Body language is a form of non-verbal communication (as anyone with a teenager knows). It is notable that emojis have been developed to import tone and emotion to text and email messages. One can truly only learn about a person by speaking with them, preferably in person. One cannot “read” a person from text and email messages the way one can when speaking directly to them.

Ernest Hemingway, considered a literary master and thought by many of his readers to embody the romantic hero of his writings, was in person, according to one biographer, physically and verbally abusive, cruel to animals, compulsively nasty, congenitally dishonest and staggeringly petulant. Personal associates of Hemingway could “read” the difference between the real person and his written exemplar.

But why are so many people hiding behind their screens and limiting their communiques to 280 characters? Where are their communication skills? Why aren’t more of our younger colleagues taking advantage of social activities offered at industry events like the Breakbulk conferences to develop closer relationships with older, more experienced, industry professionals? Such opportunities are golden, easily mined, and especially important in discovering career opportunities. The old adage “it’s not what you know but who you know” is still true.
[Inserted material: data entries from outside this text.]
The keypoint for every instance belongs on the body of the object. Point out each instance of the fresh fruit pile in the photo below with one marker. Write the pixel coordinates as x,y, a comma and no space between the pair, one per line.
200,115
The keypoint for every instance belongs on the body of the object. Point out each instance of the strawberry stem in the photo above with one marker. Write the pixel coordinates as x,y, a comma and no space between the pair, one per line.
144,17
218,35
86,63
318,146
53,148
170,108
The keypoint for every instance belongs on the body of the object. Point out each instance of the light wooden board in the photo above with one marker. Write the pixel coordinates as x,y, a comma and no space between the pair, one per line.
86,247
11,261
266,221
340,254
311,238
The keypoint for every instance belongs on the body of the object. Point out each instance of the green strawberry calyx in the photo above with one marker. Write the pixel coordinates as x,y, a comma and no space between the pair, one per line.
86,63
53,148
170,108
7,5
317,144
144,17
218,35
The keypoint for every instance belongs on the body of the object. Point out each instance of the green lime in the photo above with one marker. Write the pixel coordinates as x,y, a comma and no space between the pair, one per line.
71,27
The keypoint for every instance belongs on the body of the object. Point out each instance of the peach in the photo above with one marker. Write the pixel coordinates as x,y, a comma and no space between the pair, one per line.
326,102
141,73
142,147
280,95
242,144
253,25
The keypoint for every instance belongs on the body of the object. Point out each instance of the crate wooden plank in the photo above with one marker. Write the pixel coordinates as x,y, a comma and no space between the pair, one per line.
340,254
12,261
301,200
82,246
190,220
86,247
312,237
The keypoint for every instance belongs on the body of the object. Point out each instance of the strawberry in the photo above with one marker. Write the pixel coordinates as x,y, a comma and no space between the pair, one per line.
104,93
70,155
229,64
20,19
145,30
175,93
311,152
Social media, while great for maintaining relationships, is no substitute for in-person sociability. Online employment sites work on algorithms seeking candidates who satisfy specific keyword criteria, whereas personal connections know you and your abilities thereby increasing your chances of getting in front of hiring professionals. One should not hire on the basis of a resume alone or marry someone simply based on their online profile; in both instances personal interaction is required.

Networking, the development of contacts, whether on a social or business level, is an essential component of our lives – especially in business – and a tool to opening many professional doors.

Networking or not working, the choice is yours.  

Margaret J. Vaughan has more than 30 years’ experience in all facets of supply chain management, serving most recently as logistics manager for Wood PLC where she worked for 12 years.